Angsty Tourists and Walker Percy (Part 2 of 3)

We left off last time with an American couple watching an Amerindian maize-dance in a […]

Will McDavid / 6.27.11

We left off last time with an American couple watching an Amerindian maize-dance in a remote Mexican village. Lucky enough to stumble upon a truly rare event, they’re still frightened that an American will suddenly walk out of a nearby hut, or that the chief will walk over afterwards and ask them–in immaculate English–how they like his Sears catalogue. Bottom line: they’re beholding something unique and amazing, and they’re scared to death that it’ll turn out to be somehow inauthentic.

Percy explores this thread of the sightseer’s alienation from good touristy experiences.

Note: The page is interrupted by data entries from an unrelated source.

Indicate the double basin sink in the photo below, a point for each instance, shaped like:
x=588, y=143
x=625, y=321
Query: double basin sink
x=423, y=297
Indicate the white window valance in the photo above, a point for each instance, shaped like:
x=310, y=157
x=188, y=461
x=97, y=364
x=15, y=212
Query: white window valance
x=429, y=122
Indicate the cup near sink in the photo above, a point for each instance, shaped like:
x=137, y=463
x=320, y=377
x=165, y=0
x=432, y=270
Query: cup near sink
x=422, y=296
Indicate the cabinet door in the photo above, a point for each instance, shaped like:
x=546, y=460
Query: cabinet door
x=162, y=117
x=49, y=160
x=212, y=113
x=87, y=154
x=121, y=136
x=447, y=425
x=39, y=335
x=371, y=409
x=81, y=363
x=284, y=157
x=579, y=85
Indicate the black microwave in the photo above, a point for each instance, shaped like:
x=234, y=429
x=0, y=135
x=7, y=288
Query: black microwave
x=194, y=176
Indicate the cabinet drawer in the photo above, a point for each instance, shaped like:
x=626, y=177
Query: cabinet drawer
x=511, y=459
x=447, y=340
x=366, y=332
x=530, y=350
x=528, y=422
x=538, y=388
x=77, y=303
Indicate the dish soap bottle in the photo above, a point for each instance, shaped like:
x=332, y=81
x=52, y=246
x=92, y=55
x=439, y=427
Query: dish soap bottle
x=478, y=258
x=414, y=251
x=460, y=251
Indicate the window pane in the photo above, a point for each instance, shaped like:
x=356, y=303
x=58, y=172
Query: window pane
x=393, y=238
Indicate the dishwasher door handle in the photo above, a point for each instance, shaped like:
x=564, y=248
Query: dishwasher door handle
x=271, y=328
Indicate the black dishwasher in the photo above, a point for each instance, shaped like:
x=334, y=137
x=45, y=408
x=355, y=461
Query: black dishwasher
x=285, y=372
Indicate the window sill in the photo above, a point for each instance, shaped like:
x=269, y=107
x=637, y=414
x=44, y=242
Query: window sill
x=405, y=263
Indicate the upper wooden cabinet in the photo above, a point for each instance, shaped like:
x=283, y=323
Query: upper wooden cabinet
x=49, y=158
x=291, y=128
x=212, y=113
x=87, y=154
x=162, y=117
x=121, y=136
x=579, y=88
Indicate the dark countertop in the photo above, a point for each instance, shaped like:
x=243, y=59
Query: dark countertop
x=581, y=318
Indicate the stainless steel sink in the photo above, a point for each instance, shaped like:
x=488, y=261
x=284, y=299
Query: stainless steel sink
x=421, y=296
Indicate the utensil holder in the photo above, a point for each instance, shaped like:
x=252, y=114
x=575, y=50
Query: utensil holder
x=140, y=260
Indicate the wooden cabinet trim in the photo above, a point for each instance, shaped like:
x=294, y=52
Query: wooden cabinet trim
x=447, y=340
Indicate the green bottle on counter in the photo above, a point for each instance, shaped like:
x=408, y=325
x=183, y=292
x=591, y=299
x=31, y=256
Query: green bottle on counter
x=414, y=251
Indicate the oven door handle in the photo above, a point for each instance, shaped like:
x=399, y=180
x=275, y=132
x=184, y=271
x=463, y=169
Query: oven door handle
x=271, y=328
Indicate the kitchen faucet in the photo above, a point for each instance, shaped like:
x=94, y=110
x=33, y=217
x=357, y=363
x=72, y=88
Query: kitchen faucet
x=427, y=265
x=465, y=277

In summary from last week, we sightseers expect ourselves and our events to live up to our expectations of them, and these can be some high expectations—we form an idea of the perfect trip or experience in our minds, and then we’re disappointed if the actuality isn’t as picturesque or awe-inspiring as we feel it should be. This expectation prevents our engagement with the experience, choking off our ability to be sightseers and enjoy it. It also can put strain on our horizontal relations, placing the weight of whether or not the experience is valid on someone else’s enjoyment of it. Back to our couple in the village:

“We have another clue to [the spuriousness of their enjoyment of the village] in their subsequent remark to an ethnologist friend. ‘How we wished you would have been there with us! What a perfect goldmine of folkways!…You must return with us.'”

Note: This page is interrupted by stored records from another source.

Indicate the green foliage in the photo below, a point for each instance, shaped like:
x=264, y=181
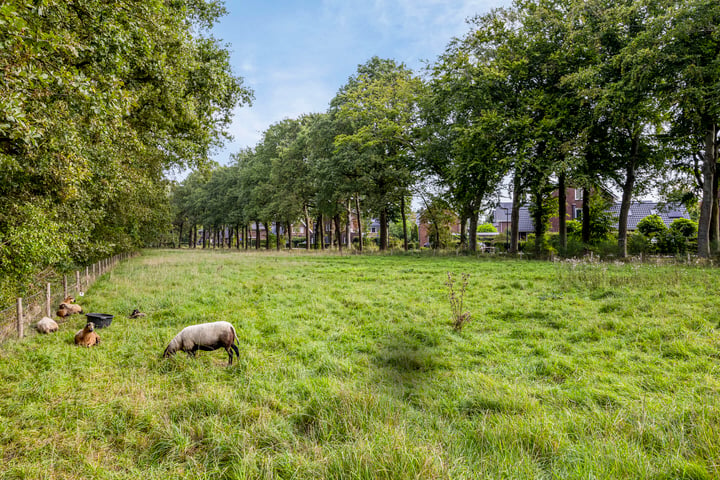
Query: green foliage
x=602, y=221
x=683, y=226
x=573, y=228
x=347, y=370
x=98, y=100
x=651, y=226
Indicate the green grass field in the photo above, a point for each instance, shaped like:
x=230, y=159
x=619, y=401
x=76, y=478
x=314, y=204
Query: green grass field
x=350, y=369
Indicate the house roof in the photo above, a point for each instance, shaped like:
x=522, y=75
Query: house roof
x=502, y=215
x=639, y=210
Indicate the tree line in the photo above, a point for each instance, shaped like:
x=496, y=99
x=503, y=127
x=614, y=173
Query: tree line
x=533, y=98
x=99, y=99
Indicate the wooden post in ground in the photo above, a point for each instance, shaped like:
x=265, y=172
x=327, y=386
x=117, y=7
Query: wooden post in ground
x=48, y=300
x=20, y=319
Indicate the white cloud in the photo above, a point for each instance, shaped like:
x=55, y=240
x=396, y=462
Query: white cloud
x=297, y=59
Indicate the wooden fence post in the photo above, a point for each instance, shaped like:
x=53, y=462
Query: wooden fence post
x=48, y=300
x=20, y=319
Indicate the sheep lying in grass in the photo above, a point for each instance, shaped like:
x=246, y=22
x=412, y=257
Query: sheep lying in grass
x=87, y=336
x=46, y=325
x=205, y=336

I think that this also speaks to a certain insecurity in human snobbishness—which is really just a desire for taste that we can believe is authentic.  I can imagine myself saying to film critic friend, “You had to have seen that movie! What a perfect goldmine of photography” and then demanding he come along to validate my opinion. Thus our Americans in Mexico

“need the ethnologist to certify their experience as genuine. This is borne out by their behavior when the three of them return for the next corn dance. During the dance, the couple do not watch the goings-on; instead they watch the ethnologist!…What they want from him is not ethnological explanations; all they want is his approval.”

I can’t count the number of times I’ve brought a friend along to a new restaurant or movie and placed that demand for approval on him, or the number of times I’ve felt that demand placed on me. Here the Law, expectation, and idolatry all become synonymous—I try to live up the Law of genuine experience by demanding that someone else certify it or stamp it as authentic. To map some Protestant categories onto a Catholic author, I think you could paraphrase: expectation kills, but freedom gives life.

Percy calls this freedom sovereignty—he wants us to be able to engage phenomena without any reference to what they ‘should’ be or to what we should be getting out of them. Regarding the sightseer’s loss of sovereignty, Percy asserts:

“A degree of sovereignty has been surrendered by the couple. It is the nature of the loss, moreover, that they are not aware of the loss, beyond a certain uneasiness…(Their consciousness of the corn dance cannot escape their consciousness of their consciousness, so that with the onset of the the first direct enjoyment, their higher consciousness pounces in and certifies: ‘Now you are doing it! Now you are really living!” and, in certifying the experience, sets it at nought.) Their basic placement in the world is such that…The highest satisfaction of the sightseer (not merely the tourist but any layman seer of sights) is that his sight should be certified as genuine.”

Even as tourists, humans crave justification, that ultimate and divine “Yes,” above all else.  The ethnologist is just another form of the Law—we need someone who’s an expert to certify our experiences, and the need for certification swallows up the experience itself and our enjoyment of it.  Percy nails it when he labels this a loss of sovereignty—we are slaves of sin, bound by our wills to cast everything in the categories of self-justification.

All that said, you really do have to see Midnight in Paris—it’s a perfect goldmine of twenties expatriate culture. Truly the real deal!